Back to Basics
The cottage peers anxiously over the terrace wall to where the road leaves the rushing Esk and winds up the hill to the rocky platform upon which the Romans built their marching fort and complained about the rain. Then the focus is taken up again, up the repeating green slope and grey crag, past the tumbling water to the muscular ridges of Scafell Pike, where acrobatic Ravens surf the breaking storm and the Peregrine hangs motionless on the breeze.
Bird How is a simple construction, such as a child would draw; a rough stone box with a gabled roof , two windows and a door painted green. It stood there, timeless and impassive, when William strode the coffin route from Ambleside with Dorothy scuttling in his wake, to take out a lease in Grasmere. Restless beasts still bumped and sighed in the shippon and provided underfloor heating when Ruskin worried about industrial pollution from his perspective on Coniston and Mallory practiced the crags of Great Gable.
The National Trust rescued the house in 1963. The conversion retains the character and feel of the original dwelling. You enter into a simple living space, a chair a settee, a table and a fireplace with plenty of wood. The kitchen is behind a curtain and two bedrooms are at the back, one larger with twin beds painted sky blue, the other with a double bunk.
This accommodation has no bathroom. You wash in the sink or take a bowl onto the terrace. But after a muddy descent from the summit across Great Moss and down through the treacherous gorge, what bliss to wash naked in the rain and pour warm water from the jug onto the shivering spot between the shoulder blades and then run inside to dry off by the chattering fire.

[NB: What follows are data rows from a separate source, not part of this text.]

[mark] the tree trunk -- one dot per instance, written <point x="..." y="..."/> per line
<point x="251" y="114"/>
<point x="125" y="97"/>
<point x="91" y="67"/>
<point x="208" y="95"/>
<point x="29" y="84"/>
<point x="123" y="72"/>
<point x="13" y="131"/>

There’s a chemical toilet in the shippon. It doesn’t smell but the bucket has to be emptied into the cesspit outside; it’s that rustic. We might have stayed three nights in a hotel in Grasmere for the same price, but the luxury would have spoiled us with excess and depleted our initiative. Bird How just provides shelter and basic necessities, but accepting the challenge to make a home in the wilderness creates a frisson of adventure and self sufficiency that can never be achieved in a hotel or on a package holiday. Only don’t forget your sleeping bag and a spare box of matches.
This article was short listed for The Guardian’s Travel Writing Competition and pubished in today’s paper.